Re: More fun with unmounting ESTALE directories.

Chuck Lever <chuck.lever@xxxxxxxxxx> · Mon, 18 Feb 2013 10:36:52 -0500

On Feb 18, 2013, at 7:41 AM, Jeff Layton <jlayton@xxxxxxxxxx> wrote:

> On Mon, 18 Feb 2013 13:25:09 +1100
> NeilBrown <neilb@xxxxxxx> wrote:
> 
>> On Thu, 14 Feb 2013 10:42:30 -0500 Jeff Layton <jlayton@xxxxxxxxxx> wrote:
>> 
>>> On Tue, 12 Feb 2013 11:38:13 +1100
>>> NeilBrown <neilb@xxxxxxx> wrote:
>>> 
>>>> 
>>>> I've been exploring difficulties with unmounting stale directories and
>>>> discovered another bug.
>>>> 
>>>> If I:
>>>> 
>>>> SERVER:  mkdir /foo/bar  #and make sure it is exported
>>>> CLIENT:  mount -o vers=4 server:/foo/bar /mnt
>>>> SERVER:  rm -r /foo
>>>> CLIENT:  > /mnt/baz # gets an error of course
>>>> CLIENT:  ls -l /mnt # error again
>>>> CLIENT:  umount /mnt
>>>> 
>>>> The result of that last command is:
>>>> 
>>>> /mnt was not found in /proc/mounts
>>>> /mnt was not found in /proc/mounts
>>>> 
>>>> Strange?
>>>> 
>>>> cat /proc/mounts
>>>> 
>>>> .....
>>>> 10.0.2.2://foo/bar /mnt\040(deleted) nfs4 rw,relatime,vers=4,rsize=1048576,wsize=1048576,namlen=255,hard,proto=tcp,timeo=600,retrans=2,sec=sys,clientaddr=10.0.2.15,minorversion=0,local_lock=none,addr=10.0.2.2 0 0
>>>> ....
>>>> 
>>>> Notice the "\040(deleted)".
>>>> 
>>>> NFS has unhashed that directory because it is obviously bad, and d_path()
>>>> notices and adds " (deleted)".
>>>> 
>>>> Now I might be able to argue that NFS shouldn't be unhashing a directory that
>>>> is a mountpoint - it certainly seems strange behaviour.
>>>> 
>>>> But I think I can more strongly argue that /proc/mounts shouldn't be showing
>>>> the mounted directory, but instead the directory that it is mounted on.
>>>> Obviously these both have the same name so it shouldn't matter ... except
>>>> that here is a case where it does.
>>>> 
>>>> I "fixed" it with
>>>> 
>>>> --- a/fs/proc_namespace.c
>>>> +++ b/fs/proc_namespace.c
>>>> @@ -93,7 +93,7 @@ static int show_vfsmnt(struct seq_file *m, struct vfsmount *mnt)
>>>> {
>>>> 	struct mount *r = real_mount(mnt);
>>>> 	int err = 0;
>>>> -	struct path mnt_path = { .dentry = mnt->mnt_root, .mnt = mnt };
>>>> +	struct path mnt_path = { .dentry = r->mnt_mountpoint, .mnt = &(r->mnt_parent)->mnt };
>>>> 	struct super_block *sb = mnt_path.dentry->d_sb;
>>>> 
>>>> 	if (sb->s_op->show_devname) {
>>>> 
>>>> though I suspect that isn't safe and needs some locking.
>>>> 
>>>> Probably both should be fixed:  NFS should not invalidate any mounted
>>>> directory, and show_vfsmnt() should report the mointpoint, not the mounted
>>>> directory.
>>>> 
>>>> I can't figure out any way to get NFS to not invalidate the mounted directory.
>>>> I think it happens in nfs_lookup_revalidate() when it calls d_drop(), but I
>>>> don't know how to tell if a given dentry is a mnt_root for any mountpoint.
>>>> 
>>>> Suggestions?  Thoughts?
>>>> 
>>>> Thanks,
>>>> NeilBrown
>>>> 
>>> 
>>> I've also been looking at some weird ESTALE problems.

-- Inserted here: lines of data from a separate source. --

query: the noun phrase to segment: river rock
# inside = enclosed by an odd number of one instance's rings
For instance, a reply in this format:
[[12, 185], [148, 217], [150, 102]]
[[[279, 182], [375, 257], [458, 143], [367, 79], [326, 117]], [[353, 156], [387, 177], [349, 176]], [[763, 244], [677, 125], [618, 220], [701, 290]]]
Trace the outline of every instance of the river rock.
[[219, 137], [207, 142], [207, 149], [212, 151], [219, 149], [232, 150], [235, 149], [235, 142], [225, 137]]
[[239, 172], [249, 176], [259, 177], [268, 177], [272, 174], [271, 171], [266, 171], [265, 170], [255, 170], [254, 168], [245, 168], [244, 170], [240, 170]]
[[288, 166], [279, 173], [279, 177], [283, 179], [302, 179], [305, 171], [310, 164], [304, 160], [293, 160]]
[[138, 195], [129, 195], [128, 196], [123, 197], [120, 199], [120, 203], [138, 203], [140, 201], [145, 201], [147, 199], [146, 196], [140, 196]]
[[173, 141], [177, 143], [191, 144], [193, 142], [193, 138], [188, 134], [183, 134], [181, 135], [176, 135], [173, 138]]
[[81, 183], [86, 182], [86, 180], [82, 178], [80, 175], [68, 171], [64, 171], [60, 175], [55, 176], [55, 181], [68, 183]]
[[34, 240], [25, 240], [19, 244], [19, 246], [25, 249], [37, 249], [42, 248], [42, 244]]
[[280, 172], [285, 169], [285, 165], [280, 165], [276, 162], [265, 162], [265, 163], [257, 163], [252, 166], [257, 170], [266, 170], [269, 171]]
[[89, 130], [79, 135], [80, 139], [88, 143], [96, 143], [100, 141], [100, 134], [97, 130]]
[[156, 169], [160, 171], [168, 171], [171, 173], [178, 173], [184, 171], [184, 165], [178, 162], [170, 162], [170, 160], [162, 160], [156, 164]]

Here's another
>>> fun one that doesn't involve mountpoints. Assume here that we're
>>> working in the same exported directory on client and server:
>>> 
>>>    server# mkdir a
>>>    client# cd a
>>>    server# mv a a.bak
>>>    client# sleep 30  # (or whatever the dir attrcache timeout is)
>>>    client# stat .
>>>    stat: cannot stat ‘.’: Stale NFS file handle
>>> 
>>> Obviously, "." should not be stale. It got renamed, but the inode still
>>> exists on the server.
>>> 
>>> If you sniff on the wire, you'll see that the server doesn't ever send
>>> an ESTALE here. What happens is that due to FS_REVAL_DOT being set, we
>>> end up trying to revalidate the dentry that "." refers to. We find that
>>> the parent changed (obviously) and then try to redo the lookup of "a".

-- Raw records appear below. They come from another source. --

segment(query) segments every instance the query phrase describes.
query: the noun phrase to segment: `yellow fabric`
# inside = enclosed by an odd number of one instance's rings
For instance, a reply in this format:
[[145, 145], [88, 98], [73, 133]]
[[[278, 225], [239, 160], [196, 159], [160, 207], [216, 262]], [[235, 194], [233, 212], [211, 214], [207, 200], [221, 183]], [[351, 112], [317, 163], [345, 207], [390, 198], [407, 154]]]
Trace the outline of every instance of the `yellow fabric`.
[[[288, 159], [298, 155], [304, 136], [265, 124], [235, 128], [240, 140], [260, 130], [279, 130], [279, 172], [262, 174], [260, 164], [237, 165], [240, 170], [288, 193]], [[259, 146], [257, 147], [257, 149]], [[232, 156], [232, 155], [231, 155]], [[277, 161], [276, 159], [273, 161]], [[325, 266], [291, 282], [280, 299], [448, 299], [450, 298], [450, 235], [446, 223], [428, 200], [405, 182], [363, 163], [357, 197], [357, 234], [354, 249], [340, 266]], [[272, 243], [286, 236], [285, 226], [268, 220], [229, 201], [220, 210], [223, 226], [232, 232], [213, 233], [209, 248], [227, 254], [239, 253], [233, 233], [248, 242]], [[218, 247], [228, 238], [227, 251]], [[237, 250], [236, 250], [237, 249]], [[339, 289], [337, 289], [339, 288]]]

>>> At that point we notice that it doesn't exist and turn it into ESTALE.
>>> 
>>> I don't really understand the point of FS_REVAL_DOT. What does that
>>> actually buy us? I wonder if removing it would also help your testcase?
>>> 
>> 
>> I think that is a slightly different issue, but certainly related. 

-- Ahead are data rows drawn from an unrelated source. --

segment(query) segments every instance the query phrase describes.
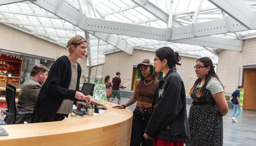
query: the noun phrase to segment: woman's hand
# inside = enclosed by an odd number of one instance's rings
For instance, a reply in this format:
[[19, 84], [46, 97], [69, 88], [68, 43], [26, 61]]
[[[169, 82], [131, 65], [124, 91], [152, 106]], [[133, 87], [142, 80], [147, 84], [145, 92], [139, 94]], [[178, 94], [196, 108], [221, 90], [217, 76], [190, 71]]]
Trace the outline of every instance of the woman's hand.
[[150, 137], [149, 136], [148, 136], [148, 135], [147, 135], [147, 134], [146, 134], [146, 133], [145, 133], [144, 134], [144, 135], [143, 136], [146, 139], [151, 139], [151, 140], [153, 140], [153, 138], [151, 137]]
[[91, 99], [80, 92], [77, 91], [76, 92], [75, 98], [78, 100], [85, 100], [86, 102], [86, 105], [87, 106], [89, 105], [92, 102]]
[[125, 108], [124, 106], [120, 106], [120, 105], [118, 105], [118, 106], [114, 106], [113, 107], [112, 107], [112, 108], [119, 108], [121, 109], [124, 109]]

>> I have hit your problem before and have the following patch in SLES.  I think
>> I tried pushing it upstream, but didn't get much in the way of a useful
>> response.
>> (patch is space-damaged - don't try to apply with 'patch').
>> 
>> BTW I have another problem, related to this one and which could be fixed by
>> removing FS_REVAL_DOT.
>> 
>> If you
>>   mount -o vers=4,noac server:/some/path /mnt
>> then stop nfsd on the server and
>>   umount /mnt
>> 
>> it hangs.
>> Partly it hangs because  'mount' tries to do a 'readlink' on the mountpoint.
>> I can probably get it to not do that (or use --no-canonicalize).
>> But then sys_umount hangs because it tries to check with the server that the
>> thing being unmounted really is still a directory...
>> 
>> I would be really nice if sys_unmount used a LOOKUP_MOUNTPOINT flag that
>> works a bit like LOOKUP_PARENT and LOOKUP_NOFOLLOW in that it skips the very
>> last step and returns the mounted-on directory, not the mountpoint that is
>> mounted there - or at least makes sure not revalidate happens on that final
>> mounted directory.
>> 
>> 
>> I think FS_REVAL_DOT is needed so that if you call stat("."), it will update
>> attributes from the server if the cache is old.  However it seems to do a
>> whole lot more than that, including "lookup" calls which it I'm sure is wrong.
>> 
>> 
>> 
>> Subject: [PATCH] nfs - handle d_revalidate of 'dot' correctly.
>> 
>> When d_revalidate is called on a dentry because FS_REVAL_DOT is set
>> it isn't really appropriate to revalidate the name.
>> 
>> If the path was simply ".", then the current-working-directory could
>> have been renamed on the server and should still be accessible as "."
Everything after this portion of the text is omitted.